Solution-processable organic–inorganic materials with colorful afterglow at room temperature

The development of large-scale manufacture for low-cost afterglow materials is critical for their applications and industrializations. Herein, we presented the organic–inorganic afterglow materials with multiple colors based on boric acid (BA) and aromatic dicarboxylic acids or their diesters. These hybrid materials were facilely prepared by a solution-processable method via evaporating the solvent of the BA and organics solution at room temperature.
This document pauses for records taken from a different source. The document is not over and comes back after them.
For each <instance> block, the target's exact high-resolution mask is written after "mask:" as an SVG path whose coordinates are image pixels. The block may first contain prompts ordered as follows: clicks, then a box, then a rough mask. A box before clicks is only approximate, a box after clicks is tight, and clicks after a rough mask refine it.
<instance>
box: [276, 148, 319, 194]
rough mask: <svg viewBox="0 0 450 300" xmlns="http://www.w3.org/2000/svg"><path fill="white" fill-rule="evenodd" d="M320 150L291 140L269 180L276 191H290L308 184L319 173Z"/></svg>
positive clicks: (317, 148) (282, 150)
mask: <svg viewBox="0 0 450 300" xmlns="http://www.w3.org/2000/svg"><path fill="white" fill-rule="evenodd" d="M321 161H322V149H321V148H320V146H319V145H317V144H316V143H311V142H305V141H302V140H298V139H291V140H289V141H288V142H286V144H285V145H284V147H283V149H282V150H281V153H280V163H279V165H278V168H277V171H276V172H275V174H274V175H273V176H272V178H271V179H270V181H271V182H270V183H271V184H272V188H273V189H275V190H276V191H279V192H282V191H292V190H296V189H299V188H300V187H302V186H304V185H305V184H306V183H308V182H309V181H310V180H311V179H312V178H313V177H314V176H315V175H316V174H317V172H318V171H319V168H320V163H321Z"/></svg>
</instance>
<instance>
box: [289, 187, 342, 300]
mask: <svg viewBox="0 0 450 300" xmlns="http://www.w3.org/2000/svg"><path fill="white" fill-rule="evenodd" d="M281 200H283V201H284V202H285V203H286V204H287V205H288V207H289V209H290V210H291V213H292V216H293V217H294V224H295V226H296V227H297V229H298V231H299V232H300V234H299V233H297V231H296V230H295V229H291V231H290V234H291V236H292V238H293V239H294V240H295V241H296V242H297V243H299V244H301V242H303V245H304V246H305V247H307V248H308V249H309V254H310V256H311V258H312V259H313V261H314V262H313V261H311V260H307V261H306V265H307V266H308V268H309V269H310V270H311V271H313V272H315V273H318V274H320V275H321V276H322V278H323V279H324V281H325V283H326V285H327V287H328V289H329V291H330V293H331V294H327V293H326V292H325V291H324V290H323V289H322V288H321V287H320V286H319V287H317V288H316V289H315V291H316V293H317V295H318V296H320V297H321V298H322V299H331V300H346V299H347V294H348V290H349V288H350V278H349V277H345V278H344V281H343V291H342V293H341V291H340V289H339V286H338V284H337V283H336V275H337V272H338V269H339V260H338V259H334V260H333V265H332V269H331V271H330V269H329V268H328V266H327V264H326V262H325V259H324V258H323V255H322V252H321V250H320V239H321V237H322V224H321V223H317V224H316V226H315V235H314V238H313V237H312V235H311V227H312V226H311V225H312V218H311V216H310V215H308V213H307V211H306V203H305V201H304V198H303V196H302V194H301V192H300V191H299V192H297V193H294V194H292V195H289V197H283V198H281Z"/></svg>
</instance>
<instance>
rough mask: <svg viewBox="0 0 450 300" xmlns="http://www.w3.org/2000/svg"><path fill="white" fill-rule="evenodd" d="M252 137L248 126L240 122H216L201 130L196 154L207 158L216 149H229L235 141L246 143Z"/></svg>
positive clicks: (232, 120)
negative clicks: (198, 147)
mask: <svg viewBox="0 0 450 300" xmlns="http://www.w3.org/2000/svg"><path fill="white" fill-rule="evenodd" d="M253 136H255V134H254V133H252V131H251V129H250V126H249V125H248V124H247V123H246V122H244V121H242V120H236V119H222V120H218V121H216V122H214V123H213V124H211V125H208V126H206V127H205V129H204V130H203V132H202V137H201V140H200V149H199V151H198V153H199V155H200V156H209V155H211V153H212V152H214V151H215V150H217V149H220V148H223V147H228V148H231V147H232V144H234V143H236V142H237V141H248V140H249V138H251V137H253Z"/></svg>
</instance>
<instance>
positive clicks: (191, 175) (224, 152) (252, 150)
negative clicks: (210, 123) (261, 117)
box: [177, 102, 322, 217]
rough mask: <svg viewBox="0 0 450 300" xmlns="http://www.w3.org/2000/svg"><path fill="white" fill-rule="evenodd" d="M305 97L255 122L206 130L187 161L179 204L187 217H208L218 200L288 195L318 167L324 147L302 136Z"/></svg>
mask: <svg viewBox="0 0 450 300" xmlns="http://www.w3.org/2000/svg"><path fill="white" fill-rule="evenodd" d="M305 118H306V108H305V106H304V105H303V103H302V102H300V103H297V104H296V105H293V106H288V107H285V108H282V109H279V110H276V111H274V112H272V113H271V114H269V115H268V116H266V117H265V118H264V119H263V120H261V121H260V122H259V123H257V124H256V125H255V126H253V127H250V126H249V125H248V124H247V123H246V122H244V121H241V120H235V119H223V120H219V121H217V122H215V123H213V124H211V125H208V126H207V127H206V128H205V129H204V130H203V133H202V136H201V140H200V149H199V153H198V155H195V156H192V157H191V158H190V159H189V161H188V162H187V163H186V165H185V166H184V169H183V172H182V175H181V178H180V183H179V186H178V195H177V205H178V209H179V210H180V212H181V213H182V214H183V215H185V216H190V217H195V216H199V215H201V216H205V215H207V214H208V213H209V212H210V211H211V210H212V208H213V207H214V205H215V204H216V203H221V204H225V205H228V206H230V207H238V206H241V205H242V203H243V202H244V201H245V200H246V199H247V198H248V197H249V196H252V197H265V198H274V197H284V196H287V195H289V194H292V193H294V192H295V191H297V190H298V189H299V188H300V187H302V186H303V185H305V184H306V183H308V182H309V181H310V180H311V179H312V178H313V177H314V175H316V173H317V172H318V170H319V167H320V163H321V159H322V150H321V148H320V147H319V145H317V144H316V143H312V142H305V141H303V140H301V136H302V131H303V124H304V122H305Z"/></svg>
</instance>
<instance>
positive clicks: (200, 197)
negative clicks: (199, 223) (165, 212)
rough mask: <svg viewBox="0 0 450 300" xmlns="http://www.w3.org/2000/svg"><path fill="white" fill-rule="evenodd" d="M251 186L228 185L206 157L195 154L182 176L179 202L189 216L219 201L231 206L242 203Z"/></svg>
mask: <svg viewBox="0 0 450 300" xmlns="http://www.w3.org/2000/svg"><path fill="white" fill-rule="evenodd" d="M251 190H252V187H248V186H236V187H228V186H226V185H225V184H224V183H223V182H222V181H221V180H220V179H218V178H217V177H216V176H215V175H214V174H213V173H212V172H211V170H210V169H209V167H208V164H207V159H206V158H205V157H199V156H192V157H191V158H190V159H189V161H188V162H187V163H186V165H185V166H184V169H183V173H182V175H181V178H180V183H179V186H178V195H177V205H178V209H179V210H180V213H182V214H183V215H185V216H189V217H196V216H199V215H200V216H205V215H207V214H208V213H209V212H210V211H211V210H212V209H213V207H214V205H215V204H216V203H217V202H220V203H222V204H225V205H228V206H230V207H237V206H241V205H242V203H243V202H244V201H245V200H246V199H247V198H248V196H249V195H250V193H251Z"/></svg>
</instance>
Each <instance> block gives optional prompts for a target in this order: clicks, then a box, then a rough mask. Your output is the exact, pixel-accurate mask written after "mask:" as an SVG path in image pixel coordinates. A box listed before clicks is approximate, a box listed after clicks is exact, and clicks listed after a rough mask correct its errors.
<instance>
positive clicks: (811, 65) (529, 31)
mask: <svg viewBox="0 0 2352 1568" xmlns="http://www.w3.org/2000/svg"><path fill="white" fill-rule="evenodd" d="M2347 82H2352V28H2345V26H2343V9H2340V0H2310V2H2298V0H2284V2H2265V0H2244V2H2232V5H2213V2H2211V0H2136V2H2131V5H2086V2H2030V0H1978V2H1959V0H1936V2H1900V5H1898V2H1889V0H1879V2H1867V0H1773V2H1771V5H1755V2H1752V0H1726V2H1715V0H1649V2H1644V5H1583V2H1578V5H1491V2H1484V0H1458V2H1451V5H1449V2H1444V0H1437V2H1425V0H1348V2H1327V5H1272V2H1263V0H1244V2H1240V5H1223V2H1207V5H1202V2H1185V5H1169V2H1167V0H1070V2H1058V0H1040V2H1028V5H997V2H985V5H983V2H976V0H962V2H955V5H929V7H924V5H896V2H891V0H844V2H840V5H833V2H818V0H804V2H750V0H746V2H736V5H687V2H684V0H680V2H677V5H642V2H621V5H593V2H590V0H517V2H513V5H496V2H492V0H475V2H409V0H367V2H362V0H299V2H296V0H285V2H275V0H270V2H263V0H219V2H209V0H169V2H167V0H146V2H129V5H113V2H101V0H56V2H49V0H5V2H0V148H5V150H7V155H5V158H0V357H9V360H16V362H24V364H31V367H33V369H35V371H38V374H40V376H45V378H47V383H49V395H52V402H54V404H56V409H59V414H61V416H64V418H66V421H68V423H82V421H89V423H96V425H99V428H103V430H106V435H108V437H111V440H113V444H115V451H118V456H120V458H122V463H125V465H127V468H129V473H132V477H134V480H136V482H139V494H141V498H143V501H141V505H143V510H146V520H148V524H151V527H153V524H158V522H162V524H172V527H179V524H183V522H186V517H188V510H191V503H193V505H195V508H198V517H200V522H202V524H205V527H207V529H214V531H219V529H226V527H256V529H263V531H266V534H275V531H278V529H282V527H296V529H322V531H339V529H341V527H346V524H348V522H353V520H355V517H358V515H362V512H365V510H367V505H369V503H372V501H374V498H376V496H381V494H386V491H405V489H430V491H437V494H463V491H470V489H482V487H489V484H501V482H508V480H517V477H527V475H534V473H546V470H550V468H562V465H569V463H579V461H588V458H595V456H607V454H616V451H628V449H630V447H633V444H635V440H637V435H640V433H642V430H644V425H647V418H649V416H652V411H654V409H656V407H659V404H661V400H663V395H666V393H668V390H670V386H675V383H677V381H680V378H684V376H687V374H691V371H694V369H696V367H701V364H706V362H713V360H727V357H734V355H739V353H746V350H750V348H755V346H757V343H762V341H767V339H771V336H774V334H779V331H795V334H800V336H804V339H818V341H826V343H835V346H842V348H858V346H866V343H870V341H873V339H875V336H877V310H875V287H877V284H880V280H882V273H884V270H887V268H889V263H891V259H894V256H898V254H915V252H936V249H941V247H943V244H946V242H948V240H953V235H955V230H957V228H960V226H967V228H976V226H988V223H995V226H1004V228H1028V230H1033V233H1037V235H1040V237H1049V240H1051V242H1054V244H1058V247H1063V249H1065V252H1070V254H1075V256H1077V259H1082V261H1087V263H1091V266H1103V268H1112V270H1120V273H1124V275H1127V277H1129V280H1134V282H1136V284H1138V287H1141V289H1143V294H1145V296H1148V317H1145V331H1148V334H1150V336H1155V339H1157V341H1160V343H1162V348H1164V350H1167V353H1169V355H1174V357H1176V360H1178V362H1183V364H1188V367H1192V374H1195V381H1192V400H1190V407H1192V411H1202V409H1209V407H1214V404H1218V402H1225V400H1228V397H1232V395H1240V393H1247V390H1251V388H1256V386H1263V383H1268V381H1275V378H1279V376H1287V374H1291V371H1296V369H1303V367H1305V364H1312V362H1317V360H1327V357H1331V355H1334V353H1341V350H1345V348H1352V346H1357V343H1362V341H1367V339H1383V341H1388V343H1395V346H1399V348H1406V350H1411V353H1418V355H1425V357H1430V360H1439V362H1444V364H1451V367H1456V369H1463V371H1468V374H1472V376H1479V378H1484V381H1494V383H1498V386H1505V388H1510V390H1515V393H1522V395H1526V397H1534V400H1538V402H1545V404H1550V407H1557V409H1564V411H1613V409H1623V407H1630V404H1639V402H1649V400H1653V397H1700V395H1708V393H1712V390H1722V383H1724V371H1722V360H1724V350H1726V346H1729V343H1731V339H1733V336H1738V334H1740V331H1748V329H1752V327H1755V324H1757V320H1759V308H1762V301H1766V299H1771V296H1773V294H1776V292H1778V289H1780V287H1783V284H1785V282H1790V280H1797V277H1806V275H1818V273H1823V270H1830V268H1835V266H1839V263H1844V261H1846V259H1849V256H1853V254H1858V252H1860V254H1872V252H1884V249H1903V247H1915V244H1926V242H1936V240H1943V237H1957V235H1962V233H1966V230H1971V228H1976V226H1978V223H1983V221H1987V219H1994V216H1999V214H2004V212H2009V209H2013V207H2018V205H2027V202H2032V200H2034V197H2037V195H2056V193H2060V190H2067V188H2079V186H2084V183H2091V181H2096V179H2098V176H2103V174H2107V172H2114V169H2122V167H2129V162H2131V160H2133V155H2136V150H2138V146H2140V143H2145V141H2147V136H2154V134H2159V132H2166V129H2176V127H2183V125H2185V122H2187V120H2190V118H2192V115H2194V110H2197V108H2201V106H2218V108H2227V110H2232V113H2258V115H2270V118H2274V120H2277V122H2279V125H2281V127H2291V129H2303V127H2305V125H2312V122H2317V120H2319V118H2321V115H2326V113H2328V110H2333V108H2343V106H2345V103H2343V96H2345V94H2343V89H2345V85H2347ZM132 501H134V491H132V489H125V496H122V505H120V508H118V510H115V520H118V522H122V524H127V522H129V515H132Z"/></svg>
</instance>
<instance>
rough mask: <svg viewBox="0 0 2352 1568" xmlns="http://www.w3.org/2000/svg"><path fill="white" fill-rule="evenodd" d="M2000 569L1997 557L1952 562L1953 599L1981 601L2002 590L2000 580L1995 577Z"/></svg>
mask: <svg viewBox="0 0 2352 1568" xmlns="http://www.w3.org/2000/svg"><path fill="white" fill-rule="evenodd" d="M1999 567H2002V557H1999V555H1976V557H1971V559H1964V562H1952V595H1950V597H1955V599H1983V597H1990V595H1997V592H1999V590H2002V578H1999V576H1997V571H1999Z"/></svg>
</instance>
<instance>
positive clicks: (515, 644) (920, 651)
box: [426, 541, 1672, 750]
The crystalized BA provided a rigid surrounding for the organics via hydrogen bonds, which effectively inhibited the non-radiative decay of triplet excitons and gave efficient and persistent room temperature afterglow with the phosphorescent quantum yield up to 57.66%. The phosphorescence properties were almost unchanged when deuterated BA was used instead of BA, indicating the deuteration of the hydrogen bond would not suppress the non-radiative decay from the excited state. Furthermore, a phosphorescence resonance energy transfer process was achieved by introducing 4-[4-(Dimethylamino)styryl]-1-methylpyridinium iodide (DASPI) as the energy acceptor. These BA based system could be used as quick-writable phosphorescent inks for multifunctional applications, such as anti-counterfeiting, information storage, encryption, and even for phosphor layer of light emitting diode. These results not only strengthen the understanding of the luminescence mechanism of BA hybrid materials, but also provide a new access to organic–inorganic afterglow materials.